Now the actors come on stage for the final curtain in the drama of Fort Pulaski! Sherman had rested in Savannah and had gone north through the Carolinas to Bentonville and Durham. Grant had met Lee at Appomattox. The defenders of Fort Sumter had laid down their arms. The Confederate armies had been crushed on the battlefields. Gillmore had returned to command the Department of the South, and the destiny of Fort Pulaski was again in his hands.

On April 29, 1865, 200 guns were fired from the ramparts of Fort Pulaski to mark the surrender of General Lee—the end of a great military career which had begun on Cockspur Island more than 35 years before.

A few weeks later the conquering forces captured the President of the Confederate States. In command of the detail which took Mr. Davis was Brig. Gen. J. H. Wilson, of the Topographical Engineers, who 3 years before had brought to Fort Pulaski the demand for surrender. Mr. Davis was captured in middle Georgia and sent down the Savannah River to Hilton Head Island for transport to Fortress Monroe. Accused of complicity in the assassination of Abraham Lincoln and under orders to be treated as a dangerous criminal, the Confederate president spent his last night in Georgia aboard ship in the lee of Cockspur Island. Next morning as he was brought to Hilton Head, Negroes, lining the shores of the islands, chanted “We’ll hang Jeff Davis to the sour apple tree!”

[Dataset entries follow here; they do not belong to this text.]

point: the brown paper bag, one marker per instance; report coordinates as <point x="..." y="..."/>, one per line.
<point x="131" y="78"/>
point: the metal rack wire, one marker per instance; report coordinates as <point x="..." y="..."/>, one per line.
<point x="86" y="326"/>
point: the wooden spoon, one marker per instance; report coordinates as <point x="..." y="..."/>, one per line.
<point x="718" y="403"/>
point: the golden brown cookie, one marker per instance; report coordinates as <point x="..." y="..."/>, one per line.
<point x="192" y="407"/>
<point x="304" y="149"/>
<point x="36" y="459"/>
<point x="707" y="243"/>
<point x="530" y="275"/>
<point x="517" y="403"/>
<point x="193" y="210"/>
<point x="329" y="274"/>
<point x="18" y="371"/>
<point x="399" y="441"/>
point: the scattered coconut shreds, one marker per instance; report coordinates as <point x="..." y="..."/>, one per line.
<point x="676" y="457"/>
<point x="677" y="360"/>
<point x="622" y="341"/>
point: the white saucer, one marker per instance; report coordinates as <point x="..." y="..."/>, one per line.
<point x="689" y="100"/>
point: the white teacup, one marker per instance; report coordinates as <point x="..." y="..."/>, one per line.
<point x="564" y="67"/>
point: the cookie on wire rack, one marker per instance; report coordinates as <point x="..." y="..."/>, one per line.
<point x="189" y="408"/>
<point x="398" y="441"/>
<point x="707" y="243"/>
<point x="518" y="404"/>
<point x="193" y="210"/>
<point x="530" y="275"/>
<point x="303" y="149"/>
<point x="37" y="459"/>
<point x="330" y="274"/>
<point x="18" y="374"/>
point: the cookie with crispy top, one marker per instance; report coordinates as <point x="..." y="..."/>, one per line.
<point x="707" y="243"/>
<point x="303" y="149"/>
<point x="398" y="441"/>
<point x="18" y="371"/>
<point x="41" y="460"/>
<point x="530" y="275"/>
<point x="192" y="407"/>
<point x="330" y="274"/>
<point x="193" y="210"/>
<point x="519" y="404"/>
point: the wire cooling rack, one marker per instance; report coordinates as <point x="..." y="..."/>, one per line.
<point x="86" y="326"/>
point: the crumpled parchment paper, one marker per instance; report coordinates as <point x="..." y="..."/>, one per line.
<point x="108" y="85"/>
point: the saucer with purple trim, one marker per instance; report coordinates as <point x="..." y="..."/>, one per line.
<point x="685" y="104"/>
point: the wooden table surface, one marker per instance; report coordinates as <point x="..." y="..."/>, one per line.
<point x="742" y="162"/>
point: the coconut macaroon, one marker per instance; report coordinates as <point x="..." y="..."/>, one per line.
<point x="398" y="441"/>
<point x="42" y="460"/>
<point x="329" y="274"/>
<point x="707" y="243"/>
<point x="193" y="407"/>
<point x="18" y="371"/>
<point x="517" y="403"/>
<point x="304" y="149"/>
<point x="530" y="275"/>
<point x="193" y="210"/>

To the grim fort on Cockspur Island were brought leaders of the Confederacy, some to remain many months in prison, while an angry nation sought the illusive satisfaction of vengeance. In the list of distinguished prisoners were 3 cabinet officers: Secretary of State Robert M. T. Hunter, Secretary of the Treasury George A. Trenholm, and Secretary of War James A. Seddon, as well as Assistant Secretary of War John A. Campbell. In addition, there were 3 State governors, Andrew G. Magrath of South Carolina, Andrew B. Moore of Alabama, and Alexander K. Allison of Florida; 1 senator, David L. Yulee of Florida; and Brig. Gen. Hugh W. Mercer, who as colonel of the 1st Regiment of Georgia had once been in command of Fort Pulaski.

The Confederacy had been defeated and the streets of Savannah were patrolled by blue-clad soldiers, but the spirit of the men and women, who more than 4 years before had demanded the seizure of Fort Pulaski, was still unbroken. The stores were all open. Business of every sort progressed precisely as usual. The streets were filled with native citizens, dressed somewhat antiquely, but giving no sign of suffering. A smart sailor from a Federal gunboat summed up the scene, “Hell,” he said, “this town isn’t dead; it’s wound up and running.” “It was the rebel Savannah unchanged,” wrote Whitelaw Reid, the famous war correspondent.

Cockspur Island After 1865

With the return of peace, the Corps of Engineers under the direction of General Gillmore undertook to modernize and strengthen Fort Pulaski. Between the years 1869 and 1872, they remodeled the demilune, constructing underground magazines and passageways and emplacements for heavy guns. Major changes were also planned for the main fortification, but, after digging a huge excavation in the north end of the parade ground and laying massive concrete piers, the job was abandoned. Proposals were already under consideration for a new coast artillery post on Tybee Island, which would take the place of Fort Pulaski.

After 1872 no further active military use of the fort was ever made, except briefly during the Spanish-American War when a small force was garrisoned there to man the guns that had been installed in the demilune and at Battery Horace Hambright, on the north shore of the island, and to operate the controls for electric mines in the mouth of the Savannah River. For many years the only inhabitants of the fort were an ordnance sergeant and a lightkeeper. After the great hurricane of 1891, when the sea rose 5 feet over the parade ground, a 2-story house for the lightkeeper was erected on the top of the fort.

In the first years of the 20th century, Fort Pulaski and the eastern part of Cockspur Island were totally abandoned. The moat around the fort and demilune filled with mud from the river; the tides swept over the neglected dikes and flooded the low-lying marshes. The parade ground became a veritable jungle and hundreds of snakes made their homes in the innumerable crevices in the fort’s masonry. Infrequent parties of zealous hunters and hardy pilgrims, willing to wade through the soft marsh, were the only visitors.